Politique

Gouvernement: Manque de solidarité ou consigne de “low profile”?

Certains membres du gouvernement semblent avoir choisi de se taire et de "disparaître", face à la crise...

Une grande délégation pour régler une affaire de bourse non payée. La présidence a dépêché, rien que ça, pour “apaiser” la tension à Toliara où les étudiants de l’Université de Maninday ont fait la grève pour réclamer le paiement de leur allocation de quatre mois. Il a fallu tout ça ? D’aucuns se demandent où sont passés la ministre de l’Enseignement Supérieur, le ministre des Finances, ou du moins, le Premier ministre? Le fait n’est pas inédit. A certains moments, on remarque la présence de la Présidence, par le biais de ses représentants, descendre sur le terrain dans le règlement de certains « conflits sociaux ».

A part la ministre de l’Enseignement Supérieur, on peut citer quelques ministres dont les citoyens risquent d’oublier le nom. Alors que les débats sur le tarif et la non-performance de la JIRAMA font rage, on n’a pas vu le ministre de tutelle, Christian Ramarolahy, s’exprimer. Pas un seul mot. Beaucoup ne se souviennent pas de son visage. C’est le DG de la Jirama, en tant que « fusible » de premier abord, qui devait assumer son rôle.

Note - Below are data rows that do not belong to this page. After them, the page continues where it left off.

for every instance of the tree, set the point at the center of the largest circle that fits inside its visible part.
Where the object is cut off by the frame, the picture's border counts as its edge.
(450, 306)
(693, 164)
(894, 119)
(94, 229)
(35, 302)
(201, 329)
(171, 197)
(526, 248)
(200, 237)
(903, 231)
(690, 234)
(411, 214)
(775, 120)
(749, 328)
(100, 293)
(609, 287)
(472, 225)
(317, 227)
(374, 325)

On voit de moins en moins le ministre de l’Aménagement du Territoire, Hajo Andrianainarivelo, s’exprimer sur la crise politico-sociale actuelle, se contentant d’assurer sa part de responsabilités avec ces travaux en cours. Issu d’une coalition politique soutenant le Président Rajoelina, Hajo Andrianainarivelo ne semble pas vouloir s’impliquer beaucoup trop dans ces débats très sensibles. On ne sait pas, non plus, ce que fait le ministre Angelo Michael Zasy, en charge des villes nouvelles et de l’habitat. On entend moins de rapport sur les activités du ministère dont il est en charge, d’autant qu’il ne s’exprime pas, mais pas du tout, dans ces échanges vigoureux entre politiciens et partisans adverses. Très rare apparition également pour la ministre de la Population, Bavy Angelica Michelle, alors que la crise sociale, aussi bien dans les grandes villes que dans régions les plus reculées,

Jusqu’ici, on ne voit pas trop si c’est une consigne que le gouvernement devra suivre ou non. On a du mal à y voir plus clair. Par contre, certains ministres passent quand même pas mal de temps à la télévision et à la radio nationales. On ne parle plus de la ministre de la Communication à qui échoit la responsabilité de représenter le gouvernement dans ses déclarations. On parle de ces ministres qu’on voit presque chaque soir à la télé nationale avec des reportages relativement utiles dont, entre autres, la ministre de l’Environnement, Baomiavotse Raharinirina, le ministre du Tourisme, Joël Randriamandranto, les trois ministres responsables des Forces de l’Ordre, le ministre de l’Education nationale, Marie Michelle Sahondrarimalala, ou encore le ministre de la Santé publique, Hanitrala Jean-Louis Rakotovao.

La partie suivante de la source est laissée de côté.